“Ava,”
Ghost said, voice taking on a new tension, a foreign strain she’d never heard
before. Slow, biting off each word: “Call
him off.”
One of those scenes I'd been building to, and needed a little mental break afterward. And during that mental break, I had myself a fun little trip down Memory Lane. One of the things I've always sort of laughed at is the whole biker nickname thing. I like a good nickname. I appreciate them wholeheartedly. Sometimes, I shake my head a little over typing Ghost, Tango, Jaeger, Sly...but mostly, I love it. And usually, those nicknames are near and dear to my heart.
"Sly" belonged to one of my very favorite horses before it belonged to Layla's hubby. A seventeen-hand chestnut Quarter Horse gelding built like a tank, as versatile as an ATV on trails, an old pro jumper, a dressage horse in a pinch, trained western. You could literally shoot a gun off his back (it happened). And he would tote around my students, tiny little girls up to full-grown men, steady, smart, level-headed, always in charge in the pasture, a true leader. When he kicked, you better believe it was with both back feet. He was never mine, but I loved that horse; broke my heart to hear of his passing.
Then there's Tango the horse - a dressage boy, a "dancer," like the Dogs' dear Tango.
Jaeger the dog, a little brindle boxer I used to know.
And Ghost the dog, the shepherd cross, old and arthritic when I met him, unfailingly loyal, a stray before he became a farm dog. He followed dutifully out into the pasture; you could pick the horse you needed, point, and say, "Go get him, Ghost," and off he'd go to get him. Such a great dog, with that tawny coat and graying black muzzle, all sweetness and wisdom. A boss dog. He had to be my LDMC president.
I went looking for pictures recently, but couldn't find any. They're all lost amid the jumble of old Eckerd's developments in shoeboxes somewhere in storage. I like to think they won't mind that I used their names; that some of the mystique rubbed off on the paper, and gave the characters a certain depth.
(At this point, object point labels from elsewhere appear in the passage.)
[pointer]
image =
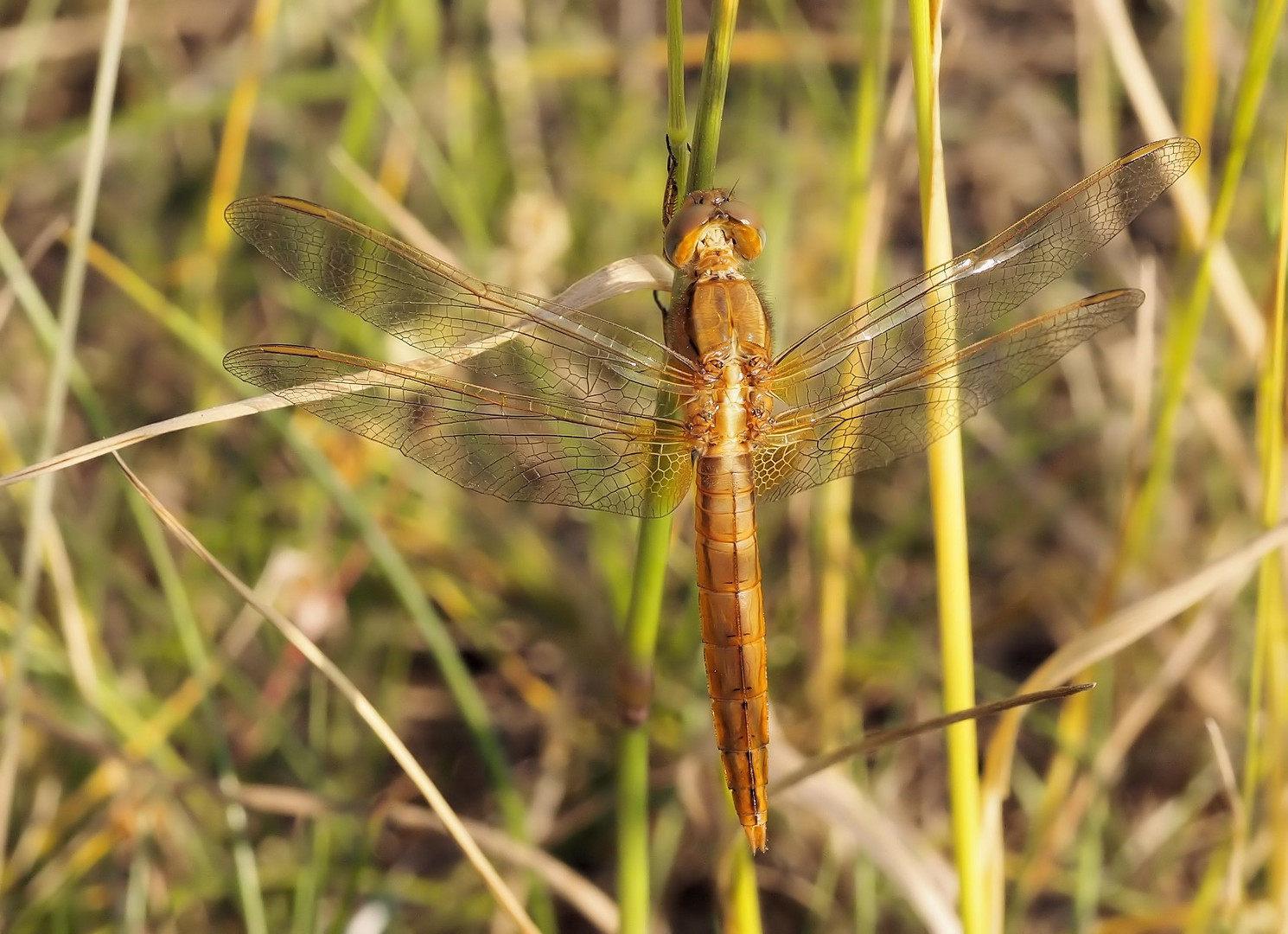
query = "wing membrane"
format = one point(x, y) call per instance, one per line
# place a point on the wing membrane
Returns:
point(872, 425)
point(473, 428)
point(451, 315)
point(898, 333)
You're probably laughing at me by this point - you named that guy after a horse?? - but for me, there is so very little inspiration in the shallow, immediate scattering of current reality. They may never look like it from the outside, but my stories have the bones of animals, of historical figures, of classic golden literary moments. You build yourself a sturdy skeleton, and the skin you lay over it - it'll shine.